Levando isso em consideração, outra importante cidade para o reino de


Zimbabwe é Manyikeny, a apesar do museu local ter pegado fogo, e ter sido
perdido assim artefatos importantes para a história daquela povo, a memória
local e o conhecimento adquirido permaneceram. Existiam muitas trocas
comerciais entre o reino de Zimababwe e a costa de Manyikeny, oura cobre,
contas de cristal e lâminas alicerçavam o comércio. Além disso, o ouro era
enterrado junto com os mortos, demonstrando a importância para além da
questão comercial e econômica, prática que também ocorria em Zimbabwe.
Outro ponto que demonstra a relação dos reinos, se encontra no fato de uma
espécie de grama, de Zimbabwe, ter sido levada para Manyikeny,
especialmente para a alimentação de gado. Finalmente, outro reino que teve
uma relação estreita e de continuidade com Zimbabwe, foi Mapungubwe, na
África do sul. Tal sociedade, deixou para trás uma coleção de ouro africano,
demonstrando a capacidade ourívera daquele povo no século XII. Assim,
como em Manyikeny muito do ouro era encontrado em túmulos,
demonstrando a importância para além do comércio. Ademais, um variação
de um jogo encontrado na África Ocidental, encontrado no reino, demonstra o
caráter dinâmico de relações de Mapungubwe e outras regiões. E a
continuidade da sociedade, está então, nas evidência que, após o colapso do
reino no século XIII, o povo Mapungubwe teria migrado para o norte e
fundado um reino ainda maior, mais rico e mais impressionante: Zimbabwe.

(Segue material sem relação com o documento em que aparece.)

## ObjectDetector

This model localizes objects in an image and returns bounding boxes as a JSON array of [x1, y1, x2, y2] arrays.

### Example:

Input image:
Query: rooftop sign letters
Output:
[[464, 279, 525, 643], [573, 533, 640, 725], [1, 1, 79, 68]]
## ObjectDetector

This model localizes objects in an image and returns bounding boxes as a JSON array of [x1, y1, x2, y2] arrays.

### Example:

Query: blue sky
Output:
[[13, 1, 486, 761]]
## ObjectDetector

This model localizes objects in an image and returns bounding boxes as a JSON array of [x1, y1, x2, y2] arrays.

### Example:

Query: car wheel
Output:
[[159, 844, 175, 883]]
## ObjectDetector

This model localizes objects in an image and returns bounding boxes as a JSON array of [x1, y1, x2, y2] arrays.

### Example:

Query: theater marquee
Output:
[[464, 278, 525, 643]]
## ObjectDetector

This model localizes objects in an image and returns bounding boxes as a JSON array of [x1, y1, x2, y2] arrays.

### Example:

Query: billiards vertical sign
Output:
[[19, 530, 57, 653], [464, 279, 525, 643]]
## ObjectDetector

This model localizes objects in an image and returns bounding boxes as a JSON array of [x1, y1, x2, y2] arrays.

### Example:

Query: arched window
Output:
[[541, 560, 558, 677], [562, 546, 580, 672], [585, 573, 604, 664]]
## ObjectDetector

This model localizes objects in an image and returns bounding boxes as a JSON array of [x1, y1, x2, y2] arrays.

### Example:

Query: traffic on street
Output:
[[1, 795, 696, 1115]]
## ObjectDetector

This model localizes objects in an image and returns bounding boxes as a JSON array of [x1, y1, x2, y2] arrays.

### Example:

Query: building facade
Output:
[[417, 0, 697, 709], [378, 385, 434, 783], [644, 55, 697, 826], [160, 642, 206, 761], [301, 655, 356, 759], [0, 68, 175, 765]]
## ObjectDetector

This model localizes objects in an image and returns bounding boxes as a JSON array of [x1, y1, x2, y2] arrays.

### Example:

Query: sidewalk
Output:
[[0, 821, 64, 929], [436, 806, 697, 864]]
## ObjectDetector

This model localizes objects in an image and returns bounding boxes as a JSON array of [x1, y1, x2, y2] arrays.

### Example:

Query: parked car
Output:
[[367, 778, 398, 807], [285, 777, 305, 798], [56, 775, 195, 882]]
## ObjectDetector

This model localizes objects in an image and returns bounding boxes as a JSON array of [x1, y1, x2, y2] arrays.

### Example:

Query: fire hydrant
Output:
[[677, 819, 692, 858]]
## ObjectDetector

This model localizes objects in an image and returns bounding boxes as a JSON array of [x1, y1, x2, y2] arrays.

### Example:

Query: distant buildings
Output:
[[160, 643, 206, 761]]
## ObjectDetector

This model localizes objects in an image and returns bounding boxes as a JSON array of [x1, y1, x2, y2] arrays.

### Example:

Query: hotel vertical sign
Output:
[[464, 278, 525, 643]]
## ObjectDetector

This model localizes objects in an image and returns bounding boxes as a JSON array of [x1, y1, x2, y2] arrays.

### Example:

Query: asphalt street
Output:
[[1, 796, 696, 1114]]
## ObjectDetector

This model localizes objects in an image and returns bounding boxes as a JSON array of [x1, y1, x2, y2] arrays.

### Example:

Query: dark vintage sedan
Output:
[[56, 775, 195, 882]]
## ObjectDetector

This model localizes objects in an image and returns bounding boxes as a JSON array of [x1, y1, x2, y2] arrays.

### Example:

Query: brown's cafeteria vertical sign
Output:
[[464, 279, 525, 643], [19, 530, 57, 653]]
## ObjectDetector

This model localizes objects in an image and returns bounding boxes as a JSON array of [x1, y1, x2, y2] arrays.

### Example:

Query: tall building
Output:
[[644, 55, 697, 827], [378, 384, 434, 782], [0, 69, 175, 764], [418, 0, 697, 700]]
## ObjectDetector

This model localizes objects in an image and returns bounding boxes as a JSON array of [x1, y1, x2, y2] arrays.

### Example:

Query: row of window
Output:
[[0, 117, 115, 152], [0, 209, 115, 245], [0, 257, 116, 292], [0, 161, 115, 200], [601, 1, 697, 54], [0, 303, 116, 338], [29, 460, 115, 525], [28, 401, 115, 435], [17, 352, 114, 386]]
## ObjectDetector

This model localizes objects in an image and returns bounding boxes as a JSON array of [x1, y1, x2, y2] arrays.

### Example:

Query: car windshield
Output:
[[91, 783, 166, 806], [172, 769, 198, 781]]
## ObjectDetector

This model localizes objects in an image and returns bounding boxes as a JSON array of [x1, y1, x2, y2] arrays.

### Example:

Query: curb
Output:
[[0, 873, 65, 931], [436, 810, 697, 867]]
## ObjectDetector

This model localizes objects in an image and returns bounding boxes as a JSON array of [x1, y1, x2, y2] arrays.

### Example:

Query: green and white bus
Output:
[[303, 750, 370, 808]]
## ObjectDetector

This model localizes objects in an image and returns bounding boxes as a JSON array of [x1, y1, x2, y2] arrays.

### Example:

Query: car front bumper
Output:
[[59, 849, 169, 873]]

Assim sendo, o grande reino de Zimbabwe, é uma cidade medieval com uma
façanha arquitetônica extraordinária, além de um reino comercial cheio de
bens de troca, no qual, pulseiras, porcelanas, pérolas da China e do Oriente
Médio foram encontradas no reino, assim como bastante ouro. Inclusive, a
cidade de Kilwa Kisiwani consegiu sua riqueza vendendo para o resto do
mundo o ouro de Zimbabwe, sendo também, o ponto inicial de uma imensa
rede comercial da África Meridional até a costa de Swahilli, incluindo também
China, índia e Arábia. No entanto, toda essa rede de conexões faz parte de
um passado africano “perdido” e inviabilizado. Niane explica que:

A existência do Estado racista da África do Sul constitui um bloqueio à pesquisa,


mas com a independência da República do Zimbábue novas perspectivas se
abrem. (NIANE, 2009).

O curta, portanto, se esforça em colocar em prática a recuperação desse passado


africano exemplificando e elencando todos os pontos de partida e vestígios que
revelam as relações dinâmicas e de continuidade entre os povos africanos e seus
reinos. Paralelamente, argumentos acerca de barreiras intransponíveis como o
Saara ou as Savanas, que supostamente teriam impedindo as relações comerciais,
a pesar de não terem sido citados no curta, são comumente usadas para justificar a
falta de relações comerciais entre os reinos africanos, quando na verdade servem
como um subterfúgio para justificar a falta de interesse em pesquisas e estudos no
que diz respeito as relações comerciais, econômica e culturais na África.